Com os disparates consecutivos que o PSD anda a fazer, nem nos dá tempo para dizer mal do PS. Eu adoro desporto e entre correr 7 km's ou dizer mal do Partido Socialista fico sempre indeciso. E há muito espaço, atenção! O PS é o partido mais escorregadio de sempre da política portuguesa. Até o O'Neill sabia isso. E vocês também sabem, que eu sei. Nunca confiar num partido socialista cujos governos foram os que mais privatizaram em Portugal. É estranho. Ainda assim, e estando a par da malabarice nas entranhas do Rato, a malta ainda o defende porque - convenhamos, por amor de Deus - é o verdadeiro partido da esquerda democrática e republicana e séria e responsável e cuidado com o papão que ataca no armário a partir das duas, qual raparigas do Conde Redondo.

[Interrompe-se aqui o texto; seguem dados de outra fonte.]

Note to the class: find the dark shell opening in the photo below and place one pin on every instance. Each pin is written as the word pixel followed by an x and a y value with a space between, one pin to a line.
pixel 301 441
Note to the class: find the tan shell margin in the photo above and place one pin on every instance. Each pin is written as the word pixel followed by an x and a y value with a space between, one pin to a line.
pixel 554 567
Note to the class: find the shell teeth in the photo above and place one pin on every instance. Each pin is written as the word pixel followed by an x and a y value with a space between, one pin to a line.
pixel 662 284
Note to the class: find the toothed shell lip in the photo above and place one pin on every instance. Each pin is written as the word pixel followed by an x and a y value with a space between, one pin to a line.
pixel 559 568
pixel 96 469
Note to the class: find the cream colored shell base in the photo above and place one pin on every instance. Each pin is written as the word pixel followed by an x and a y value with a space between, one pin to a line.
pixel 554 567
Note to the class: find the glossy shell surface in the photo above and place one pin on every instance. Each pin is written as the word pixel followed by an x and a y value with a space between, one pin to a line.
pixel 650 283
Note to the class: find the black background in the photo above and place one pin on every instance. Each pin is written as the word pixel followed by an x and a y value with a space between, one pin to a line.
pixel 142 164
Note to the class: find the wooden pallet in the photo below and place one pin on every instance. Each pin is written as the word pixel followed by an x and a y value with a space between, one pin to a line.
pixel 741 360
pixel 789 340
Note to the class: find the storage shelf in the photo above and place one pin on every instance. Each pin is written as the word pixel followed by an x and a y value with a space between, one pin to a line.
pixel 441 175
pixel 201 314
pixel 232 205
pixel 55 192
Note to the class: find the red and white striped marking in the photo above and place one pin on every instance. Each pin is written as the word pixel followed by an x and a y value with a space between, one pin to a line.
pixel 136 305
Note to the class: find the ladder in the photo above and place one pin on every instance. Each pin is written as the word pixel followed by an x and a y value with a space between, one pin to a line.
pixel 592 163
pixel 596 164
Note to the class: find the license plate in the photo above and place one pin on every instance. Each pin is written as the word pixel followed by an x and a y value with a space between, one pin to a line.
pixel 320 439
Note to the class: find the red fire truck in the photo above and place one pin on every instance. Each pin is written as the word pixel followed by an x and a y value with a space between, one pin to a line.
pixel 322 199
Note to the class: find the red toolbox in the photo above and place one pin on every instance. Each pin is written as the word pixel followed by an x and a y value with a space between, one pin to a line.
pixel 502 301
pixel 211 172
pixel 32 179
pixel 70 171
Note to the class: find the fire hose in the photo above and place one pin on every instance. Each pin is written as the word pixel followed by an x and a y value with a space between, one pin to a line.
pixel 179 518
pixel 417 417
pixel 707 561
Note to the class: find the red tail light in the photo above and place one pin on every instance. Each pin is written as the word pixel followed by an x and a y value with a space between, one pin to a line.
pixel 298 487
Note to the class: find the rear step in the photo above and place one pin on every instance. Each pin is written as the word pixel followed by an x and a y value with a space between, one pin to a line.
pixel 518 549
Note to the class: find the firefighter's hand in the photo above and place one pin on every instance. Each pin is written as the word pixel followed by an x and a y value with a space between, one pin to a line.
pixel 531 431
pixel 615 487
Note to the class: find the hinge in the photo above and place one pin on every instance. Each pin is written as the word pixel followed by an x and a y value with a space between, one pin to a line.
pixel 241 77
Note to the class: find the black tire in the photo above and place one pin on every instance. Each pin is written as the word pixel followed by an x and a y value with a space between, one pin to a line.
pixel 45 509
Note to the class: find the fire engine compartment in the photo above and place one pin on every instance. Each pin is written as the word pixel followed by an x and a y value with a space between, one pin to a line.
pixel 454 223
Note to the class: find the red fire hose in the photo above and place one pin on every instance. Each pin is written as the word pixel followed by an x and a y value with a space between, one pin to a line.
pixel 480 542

O descaramento dos socialistas a tratar as incoerências dos outros é fascinante. Sobe-se o tom, dramatiza-se um erro e está a tenda armada para o circo. Uma muito óbvia nos dias que correm é a da falta de programa. Isto como se o PS tivesse aí uma extensa proposta de resolução nacional que não a conversa de saco que apresentou em 2009 e que manifestamente não é uma alternativa à situação actual nem tão-pouco tem força revigorada para vingar a sua credibilidade. É que uma coisa é a irresponsabilidade de provocar eleições num período de ataques à credibilidade financeira do país e em que era preciso uma demonstração da força soberana, e outra completamente diferente é a sustentabilidade governativa de um executivo sem soluções e gerador de desconfiança institucional. O PS não se pode esquecer que, mais cedo ou mais tarde, o Governo caía. E caía bem. Era tudo uma questão de compassos mais oportunos.

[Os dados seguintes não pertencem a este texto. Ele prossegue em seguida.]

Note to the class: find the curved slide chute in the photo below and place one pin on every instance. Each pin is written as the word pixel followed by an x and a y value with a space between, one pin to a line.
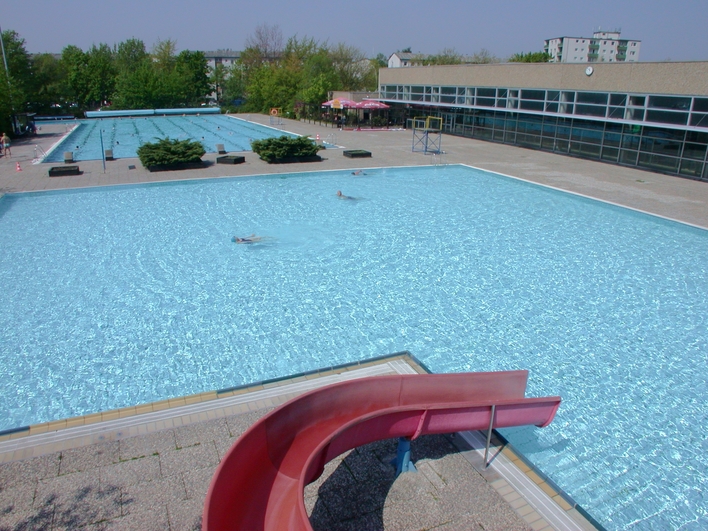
pixel 259 485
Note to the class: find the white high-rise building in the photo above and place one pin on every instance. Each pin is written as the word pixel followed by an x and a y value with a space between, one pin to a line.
pixel 603 46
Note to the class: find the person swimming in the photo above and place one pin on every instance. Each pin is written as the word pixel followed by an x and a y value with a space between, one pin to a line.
pixel 248 239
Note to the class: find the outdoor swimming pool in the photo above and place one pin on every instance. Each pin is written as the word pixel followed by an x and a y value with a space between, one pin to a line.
pixel 125 135
pixel 129 294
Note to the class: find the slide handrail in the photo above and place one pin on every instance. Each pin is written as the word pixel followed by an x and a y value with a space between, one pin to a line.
pixel 260 482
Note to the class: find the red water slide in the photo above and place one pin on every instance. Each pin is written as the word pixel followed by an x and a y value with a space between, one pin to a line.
pixel 260 483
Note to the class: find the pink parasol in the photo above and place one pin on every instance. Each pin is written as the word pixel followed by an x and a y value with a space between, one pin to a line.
pixel 343 103
pixel 371 105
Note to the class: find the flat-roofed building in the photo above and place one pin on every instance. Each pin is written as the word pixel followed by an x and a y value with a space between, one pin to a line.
pixel 649 115
pixel 602 47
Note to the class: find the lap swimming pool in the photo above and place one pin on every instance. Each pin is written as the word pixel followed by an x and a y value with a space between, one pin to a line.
pixel 129 294
pixel 125 135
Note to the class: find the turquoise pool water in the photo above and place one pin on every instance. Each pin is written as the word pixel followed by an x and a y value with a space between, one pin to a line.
pixel 125 135
pixel 123 295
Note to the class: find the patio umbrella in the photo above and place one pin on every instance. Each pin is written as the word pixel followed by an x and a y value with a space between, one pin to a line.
pixel 371 105
pixel 343 103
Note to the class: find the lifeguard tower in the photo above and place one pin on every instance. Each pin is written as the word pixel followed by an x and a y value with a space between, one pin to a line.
pixel 427 135
pixel 276 116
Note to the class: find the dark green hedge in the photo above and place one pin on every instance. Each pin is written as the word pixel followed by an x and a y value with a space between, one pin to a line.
pixel 284 147
pixel 166 152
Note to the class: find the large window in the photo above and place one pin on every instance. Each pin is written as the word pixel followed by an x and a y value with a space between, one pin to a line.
pixel 611 127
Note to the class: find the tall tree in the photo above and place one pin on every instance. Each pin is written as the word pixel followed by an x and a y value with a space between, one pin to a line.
pixel 130 54
pixel 351 66
pixel 193 73
pixel 15 84
pixel 75 64
pixel 163 54
pixel 49 88
pixel 101 75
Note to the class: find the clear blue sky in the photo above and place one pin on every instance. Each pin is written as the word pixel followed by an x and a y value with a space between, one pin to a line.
pixel 668 29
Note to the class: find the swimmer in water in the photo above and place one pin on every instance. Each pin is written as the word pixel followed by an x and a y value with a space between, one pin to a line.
pixel 248 239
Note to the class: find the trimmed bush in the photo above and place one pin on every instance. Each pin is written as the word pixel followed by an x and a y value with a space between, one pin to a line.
pixel 285 148
pixel 166 152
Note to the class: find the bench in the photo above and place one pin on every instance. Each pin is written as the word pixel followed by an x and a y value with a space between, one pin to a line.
pixel 356 153
pixel 230 159
pixel 259 484
pixel 61 171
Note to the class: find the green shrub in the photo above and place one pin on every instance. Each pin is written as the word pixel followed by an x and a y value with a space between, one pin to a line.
pixel 284 147
pixel 166 151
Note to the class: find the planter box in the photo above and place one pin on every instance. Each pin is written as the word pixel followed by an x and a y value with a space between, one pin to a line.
pixel 61 171
pixel 231 159
pixel 356 153
pixel 290 160
pixel 176 167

No entanto, como se nada se passasse e estes tivessem sido os melhores 5 anos das nossas vidas, como aliás se viu naquela demonstração de culto ao Chefe no congresso socialista sem uma linha divergente, sem autocrítica, aí está o PS e os seus apoiantes independentes e imparciais a tentar convencer a populaça que se o PSD ganha é o fim do Estado Social. Ora, se para fazer uma alteração à CRP é quase preciso um tipo dar a mãe e o pai de penhor, era agora o PSD que ia acabar com o Estado Social só porque sim, porque lhes apetece. É preciso um descaramento que nem Iago teve na diabolização do Mouro. Outros Otelos, a mesma dúvida instalada.

Em rigor, estamos a assistir à mais vil chantagem psicológica feita por um partido em democracia: ou nós ou o fim. Este mesmo discurso repetido como um mantra - qual União Nacional!

E valerá a pena continuar a confiar neste discurso do PS? Não é só de Sócrates, é do PS, porque quem alinha em tudo não deixa de ser cúmplice desta aldrabice.